The Westboro Baptist Church announced last weekend that it will picket outside the front gates of Georgetown University next Monday, prompting students to organize two counterprotests in response to the church’s controversial views.
The WBC, which is categorized as a hate group by the Anti-Defamation League of America, has regularly conducted anti-gay protests and picketed military funerals, among other controversial acts, since 1991. The church will be picketing at Georgetown as part of its D.C. tour, during which it will also picket at the White House, the Supreme Court and the Pentagon.
In a campus-wide email sent by Vice President for Mission and Ministry Fr. Kevin O’Brien, S.J., and Vice President for Student Affairs Todd Olson, the administrators confirmed that the WBC has received a city permit from the Metropolitan Police to picket in the public space outside of the main gates from 4 p.m. to 4:30 p.m. on Monday.
According to the WBC’s website, church members decided to organize the protest on the basis of Georgetown’s acceptance of LGBTQ students.
“WBC will picket Georgetown University in religious protest and warning: God is not mocked,” the website read. “All people affiliated with the universities of this nation have given themselves to the f – – agenda.
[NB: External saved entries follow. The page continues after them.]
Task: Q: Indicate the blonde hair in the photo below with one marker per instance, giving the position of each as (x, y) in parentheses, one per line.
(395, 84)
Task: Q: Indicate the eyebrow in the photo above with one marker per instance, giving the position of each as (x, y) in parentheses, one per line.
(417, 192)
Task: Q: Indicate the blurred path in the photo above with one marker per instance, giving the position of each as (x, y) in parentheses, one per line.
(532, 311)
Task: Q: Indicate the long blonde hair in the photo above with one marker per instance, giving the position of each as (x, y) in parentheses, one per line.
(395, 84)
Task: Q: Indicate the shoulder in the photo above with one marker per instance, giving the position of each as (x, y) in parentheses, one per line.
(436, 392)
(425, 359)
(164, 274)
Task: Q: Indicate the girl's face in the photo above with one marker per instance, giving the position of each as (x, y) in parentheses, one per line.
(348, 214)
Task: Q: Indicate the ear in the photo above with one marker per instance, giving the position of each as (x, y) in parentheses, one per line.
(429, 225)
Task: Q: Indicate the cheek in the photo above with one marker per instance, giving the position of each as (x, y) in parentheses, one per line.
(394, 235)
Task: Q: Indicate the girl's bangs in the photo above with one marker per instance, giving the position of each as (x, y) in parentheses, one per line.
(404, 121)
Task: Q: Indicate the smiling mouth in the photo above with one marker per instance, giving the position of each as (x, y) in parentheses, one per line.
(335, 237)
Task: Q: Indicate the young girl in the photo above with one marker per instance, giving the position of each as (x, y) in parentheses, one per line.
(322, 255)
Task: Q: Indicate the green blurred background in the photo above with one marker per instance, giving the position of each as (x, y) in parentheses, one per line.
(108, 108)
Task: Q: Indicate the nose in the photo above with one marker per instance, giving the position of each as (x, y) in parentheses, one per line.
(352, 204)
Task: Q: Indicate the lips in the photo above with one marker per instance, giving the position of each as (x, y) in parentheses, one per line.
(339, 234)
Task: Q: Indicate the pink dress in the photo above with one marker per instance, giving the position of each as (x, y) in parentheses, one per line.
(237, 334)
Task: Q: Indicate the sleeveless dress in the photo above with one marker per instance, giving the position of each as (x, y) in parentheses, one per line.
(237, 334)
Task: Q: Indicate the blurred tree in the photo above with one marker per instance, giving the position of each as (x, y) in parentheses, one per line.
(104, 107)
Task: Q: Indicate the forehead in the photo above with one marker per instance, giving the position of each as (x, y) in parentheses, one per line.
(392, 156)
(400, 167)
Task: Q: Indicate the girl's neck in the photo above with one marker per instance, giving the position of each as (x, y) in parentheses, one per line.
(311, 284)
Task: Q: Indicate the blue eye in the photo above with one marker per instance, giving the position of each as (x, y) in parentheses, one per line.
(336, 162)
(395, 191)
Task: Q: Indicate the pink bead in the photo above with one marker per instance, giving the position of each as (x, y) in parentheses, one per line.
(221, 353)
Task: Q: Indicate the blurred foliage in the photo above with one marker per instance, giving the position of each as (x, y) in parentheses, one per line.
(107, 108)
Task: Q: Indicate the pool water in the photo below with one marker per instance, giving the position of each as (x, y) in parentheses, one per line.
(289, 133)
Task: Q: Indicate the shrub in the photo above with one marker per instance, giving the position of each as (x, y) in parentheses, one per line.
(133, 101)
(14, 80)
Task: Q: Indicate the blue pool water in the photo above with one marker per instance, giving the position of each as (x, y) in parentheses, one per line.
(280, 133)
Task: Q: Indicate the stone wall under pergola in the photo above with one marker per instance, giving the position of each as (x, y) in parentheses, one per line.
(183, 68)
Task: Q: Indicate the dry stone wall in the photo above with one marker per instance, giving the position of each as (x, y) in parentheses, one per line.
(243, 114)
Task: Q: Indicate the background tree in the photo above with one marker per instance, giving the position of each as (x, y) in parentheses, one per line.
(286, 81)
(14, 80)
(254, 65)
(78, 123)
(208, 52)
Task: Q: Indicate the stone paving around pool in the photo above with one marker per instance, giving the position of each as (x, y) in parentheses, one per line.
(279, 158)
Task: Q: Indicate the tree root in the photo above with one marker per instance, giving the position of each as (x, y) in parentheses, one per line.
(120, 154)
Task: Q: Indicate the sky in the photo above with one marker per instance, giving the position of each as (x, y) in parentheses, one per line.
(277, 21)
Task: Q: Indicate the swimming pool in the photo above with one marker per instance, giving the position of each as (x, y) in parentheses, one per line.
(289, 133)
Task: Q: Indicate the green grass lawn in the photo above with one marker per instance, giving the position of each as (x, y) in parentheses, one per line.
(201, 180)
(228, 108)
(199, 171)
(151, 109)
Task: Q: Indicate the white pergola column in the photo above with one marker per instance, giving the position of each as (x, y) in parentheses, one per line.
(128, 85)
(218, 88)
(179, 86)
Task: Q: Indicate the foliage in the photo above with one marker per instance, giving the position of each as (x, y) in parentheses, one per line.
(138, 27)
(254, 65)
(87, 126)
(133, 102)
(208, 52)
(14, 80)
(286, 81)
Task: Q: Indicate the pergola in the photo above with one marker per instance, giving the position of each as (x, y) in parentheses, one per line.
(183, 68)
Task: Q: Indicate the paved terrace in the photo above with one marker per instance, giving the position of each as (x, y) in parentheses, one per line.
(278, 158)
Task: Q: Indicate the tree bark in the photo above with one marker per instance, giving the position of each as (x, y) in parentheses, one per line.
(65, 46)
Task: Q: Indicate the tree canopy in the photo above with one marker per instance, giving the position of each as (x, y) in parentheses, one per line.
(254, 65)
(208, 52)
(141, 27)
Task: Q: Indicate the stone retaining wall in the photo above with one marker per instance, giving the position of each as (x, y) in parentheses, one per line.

In particular, the WBC cited the LGBTQ Resource Center’s hosting of “OUTober,” a month honoring LGBTQ history and progress, and a quote from former Georgetown University Student Association President Nate Tisa (SFS ’14) that reads, “Society is changing and God is in that change.” The quote originally appeared in a column written by Tisa for The Hoya in October 2012 prior to his term as GUSA president. The quote was later reprinted in an article by The New York Times, which was referenced by the WBC.
“I would have been less brazen about being a target of their attacks as a 15-year-old in the closet,” Tisa wrote in an email to The Hoya. “For those who lack family and community support, live in areas that share some level of anti-gay sentiment or are struggling with their sexuality, this hate speech cuts deep.”
Tisa said that he will be participating in the counter-protests on Monday to demonstrate his solidarity with Georgetown students against the WBC’s message.
“As a Georgetown alumnus I am proud to be part of a community that stands in solidarity against this message of hate. I really hope we use next Monday’s protest as a force for positive change beyond this group’s half hour of fame,” Tisa said. “I will be joining other Hoyas at the front gates on Monday and hope others will join me in donating to groups [supporting LGBTQ youth].”
In their email, O’Brien and Olson wrote that Georgetown maintains a religious tradition of respect for all individuals and does not condone the views of the WBC.
“We realize that their presence near our campus could be upsetting. At Georgetown, we are deeply proud of our religious tradition and recognize the inherent human dignity of every member of our community,” O’Brien and Olson wrote. “As an institution that values inter-religious understanding, inclusion and respect for all persons, we find the viewpoints of this group offensive, degrading and hateful.”
Several students have begun organizing counter-protests in response to the WBC’s plans for next Monday. In 2011, a group of Georgetown students attended a counter-protest at American University when the WBC picketed at the university.
GU Pride planned a solidarity event, which will take place at Red Square on Monday. 892 people have responded to the Facebook page of the event at press time.
The solidarity event will consist of a prayer led by Fr. Raymond Kemp, as well as activities with other student groups such as cultural and campus ministry groups. Signs will also be distributed for students to use at the Supreme Court the following day, where the WBC will hold another protest expressing their views against gay marriage.
GU Pride President Campbell James (SFS ’17) said that he hopes the solidarity event will demonstrate to the WBC that Georgetown not only accepts, but values diversity.
“GU Pride hopes to counter the hate speech from the WBC by creating an environment where all Hoyas can be celebrated for their diverse backgrounds,” James said. “We want to show the WBC that Georgetown students do not tolerate attacks on any of their students.”
Breanne Kincaid (COL ’16) is also planning a counter-protest at the main gates where the WBC members will be picketing. Although the counter-protest is not organized in affiliation with any student groups, Kincaid has received support from individual students willing to help her with the counter-protest. At press time, 660 people RSVPed to the Facebook page of the event.
Like James, Kincaid said that she would like the counter-protest to dwarf the WBC’s protest.
“I want to overpower the WBC with our sheer numbers,” she said. “I want to be more vocal, more passionate and so overwhelming in our presence that the WBC can’t help but see that they are fighting a losing battle by protesting against human rights on our campus.”
Kincaid said that she plans on silencing the WBC at the protest by using loudspeakers and megaphones.
“If everything falls in the right place these next few days, I should be able to get loudspeakers and megaphones so that the air is so saturated by our message, the WBC can’t get a word in,” Kincaid said.
Correction: An earlier version of this article incorrectly included “S.J.” as Fr. Raymond Kemp’s post-nominal title. He is not a member of the Society of Jesus.